As with her playing, Grace’s musical output is fruitful. “I have about 300 unfinished random ideas and notes for songs, so I just go through them and see if there are any chord sequences or lyrics [to revise],” she says. Grace admits that her sound is still in the formative stages, but she certainly outlined her musical direction by releasing a song called “You Ruined Nirvana”, which repeats Kurt, Dave and Krist’s 1993 hit “Heart-Shaped Box”. “Maybe I want to bring back that punk rock sound of the ’90s, but I don’t know if I’m fully into it,” she says carefully. “I also think I’m kind of pop-ish. I don’t want to say that I belong to a certain musical genre and sound ugly. I think I’m just having fun.”
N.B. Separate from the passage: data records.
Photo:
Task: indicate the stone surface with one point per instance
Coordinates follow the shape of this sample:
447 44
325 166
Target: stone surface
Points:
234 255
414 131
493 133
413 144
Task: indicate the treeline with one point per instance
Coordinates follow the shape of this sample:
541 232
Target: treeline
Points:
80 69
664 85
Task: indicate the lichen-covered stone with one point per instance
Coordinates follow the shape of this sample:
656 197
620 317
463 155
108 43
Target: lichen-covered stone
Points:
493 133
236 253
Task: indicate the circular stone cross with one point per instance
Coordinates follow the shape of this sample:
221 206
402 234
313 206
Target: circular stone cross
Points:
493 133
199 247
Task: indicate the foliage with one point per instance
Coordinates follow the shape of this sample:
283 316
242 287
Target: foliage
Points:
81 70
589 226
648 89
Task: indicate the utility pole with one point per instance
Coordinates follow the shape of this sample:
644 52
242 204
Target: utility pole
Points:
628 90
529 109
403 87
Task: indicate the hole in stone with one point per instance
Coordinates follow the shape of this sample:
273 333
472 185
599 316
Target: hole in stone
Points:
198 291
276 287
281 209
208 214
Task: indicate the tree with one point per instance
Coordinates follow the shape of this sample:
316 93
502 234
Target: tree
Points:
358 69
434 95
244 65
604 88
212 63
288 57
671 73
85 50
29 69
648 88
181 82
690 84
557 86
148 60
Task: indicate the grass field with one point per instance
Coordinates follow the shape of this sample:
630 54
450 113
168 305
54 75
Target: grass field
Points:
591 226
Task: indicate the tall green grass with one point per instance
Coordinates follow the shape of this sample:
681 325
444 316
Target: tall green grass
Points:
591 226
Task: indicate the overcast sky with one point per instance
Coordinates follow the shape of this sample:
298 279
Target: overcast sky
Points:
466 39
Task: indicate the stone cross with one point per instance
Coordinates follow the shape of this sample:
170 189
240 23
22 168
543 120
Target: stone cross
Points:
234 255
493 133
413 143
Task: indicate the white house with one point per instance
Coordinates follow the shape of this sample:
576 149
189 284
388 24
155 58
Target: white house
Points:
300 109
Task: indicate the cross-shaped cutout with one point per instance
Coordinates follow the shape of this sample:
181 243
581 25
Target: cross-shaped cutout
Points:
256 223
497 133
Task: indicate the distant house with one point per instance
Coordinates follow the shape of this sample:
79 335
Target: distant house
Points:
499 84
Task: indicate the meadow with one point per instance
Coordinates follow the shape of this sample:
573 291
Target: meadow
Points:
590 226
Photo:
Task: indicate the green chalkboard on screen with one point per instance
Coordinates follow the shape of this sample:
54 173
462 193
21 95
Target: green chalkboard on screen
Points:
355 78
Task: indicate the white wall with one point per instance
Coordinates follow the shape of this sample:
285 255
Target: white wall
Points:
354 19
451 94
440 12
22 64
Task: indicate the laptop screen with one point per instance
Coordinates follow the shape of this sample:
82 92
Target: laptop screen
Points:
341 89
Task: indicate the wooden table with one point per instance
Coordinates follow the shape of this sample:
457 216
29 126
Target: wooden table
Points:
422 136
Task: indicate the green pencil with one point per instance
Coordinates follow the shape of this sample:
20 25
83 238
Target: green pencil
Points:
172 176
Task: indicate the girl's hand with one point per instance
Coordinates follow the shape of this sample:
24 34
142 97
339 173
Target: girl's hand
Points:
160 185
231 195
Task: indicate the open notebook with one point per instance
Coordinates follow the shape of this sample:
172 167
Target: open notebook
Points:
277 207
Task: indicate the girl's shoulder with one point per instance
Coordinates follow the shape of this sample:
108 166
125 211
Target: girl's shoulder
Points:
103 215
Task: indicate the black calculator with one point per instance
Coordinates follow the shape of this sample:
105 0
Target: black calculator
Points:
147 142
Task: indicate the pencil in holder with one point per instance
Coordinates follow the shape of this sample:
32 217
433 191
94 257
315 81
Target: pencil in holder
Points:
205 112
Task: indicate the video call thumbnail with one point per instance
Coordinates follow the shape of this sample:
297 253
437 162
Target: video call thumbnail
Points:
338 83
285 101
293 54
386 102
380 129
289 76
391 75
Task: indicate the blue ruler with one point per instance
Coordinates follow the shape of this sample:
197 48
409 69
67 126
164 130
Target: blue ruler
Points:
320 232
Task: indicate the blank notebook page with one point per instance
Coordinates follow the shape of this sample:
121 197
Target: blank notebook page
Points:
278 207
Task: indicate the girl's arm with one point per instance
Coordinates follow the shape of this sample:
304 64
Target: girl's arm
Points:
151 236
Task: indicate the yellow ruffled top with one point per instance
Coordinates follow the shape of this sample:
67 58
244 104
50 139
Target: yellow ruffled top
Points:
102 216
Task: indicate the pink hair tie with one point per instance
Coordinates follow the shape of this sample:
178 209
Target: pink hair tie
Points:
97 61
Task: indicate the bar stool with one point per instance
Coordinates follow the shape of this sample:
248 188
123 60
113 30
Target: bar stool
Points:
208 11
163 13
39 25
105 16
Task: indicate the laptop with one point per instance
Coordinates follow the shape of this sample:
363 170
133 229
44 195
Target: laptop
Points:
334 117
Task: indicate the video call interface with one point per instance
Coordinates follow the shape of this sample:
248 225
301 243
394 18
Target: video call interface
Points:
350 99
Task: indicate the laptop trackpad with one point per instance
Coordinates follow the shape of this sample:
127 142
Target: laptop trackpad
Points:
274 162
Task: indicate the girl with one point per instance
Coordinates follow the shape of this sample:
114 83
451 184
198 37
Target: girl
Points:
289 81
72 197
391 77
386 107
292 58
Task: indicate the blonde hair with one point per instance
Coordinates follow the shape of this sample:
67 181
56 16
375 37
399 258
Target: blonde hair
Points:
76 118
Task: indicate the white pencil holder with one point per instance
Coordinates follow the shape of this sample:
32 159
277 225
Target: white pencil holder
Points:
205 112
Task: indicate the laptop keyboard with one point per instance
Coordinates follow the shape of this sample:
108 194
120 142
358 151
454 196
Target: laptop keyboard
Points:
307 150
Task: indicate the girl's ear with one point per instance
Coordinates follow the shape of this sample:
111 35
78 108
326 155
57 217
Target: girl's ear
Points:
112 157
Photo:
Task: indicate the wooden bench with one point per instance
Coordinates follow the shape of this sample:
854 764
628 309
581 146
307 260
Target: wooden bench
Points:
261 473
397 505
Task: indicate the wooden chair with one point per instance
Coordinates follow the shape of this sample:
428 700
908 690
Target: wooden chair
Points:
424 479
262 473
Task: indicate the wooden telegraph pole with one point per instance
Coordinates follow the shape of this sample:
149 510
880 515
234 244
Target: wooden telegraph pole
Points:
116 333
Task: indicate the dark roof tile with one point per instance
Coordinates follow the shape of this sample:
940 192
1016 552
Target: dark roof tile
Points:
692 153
Refreshingly, she doesn’t try to hide the fact that music is — at the moment — just a cherished side job. “I know I’ll always be an actress, and that’s what I want to do for the rest of my life,” she says. “But I’m so happy and happy that I have music, because it’s such a sweet little outlet, and it has a therapeutic effect on me. And it’s so great to be able to make a career out of it.”

At this stage of her acting career, Grace is “always looking for important stories to tell.” An example of this is her latest mini-series “Family Friend”: She plays Jen Broberg, who was abducted twice as a teenager by family friend Robert Berchtold (played by Jake Lacey). “I just knew I wanted to tell her story,” Grace says. “It was so shocking and terrible, but also so wonderful to see her family reunited after such a terrible event.” The role also gave Grace an unexpected full circle moment: for the first time, another actor (Hendrix Yancey) is playing a younger version of her character.

“Finally, the girl who plays the younger version of every white woman in Hollywood finally has her own younger version,” she says with a laugh. “Look, I’m coming!”

McKenna Grace’s new single “Self Dysmorphia” is released on November 18.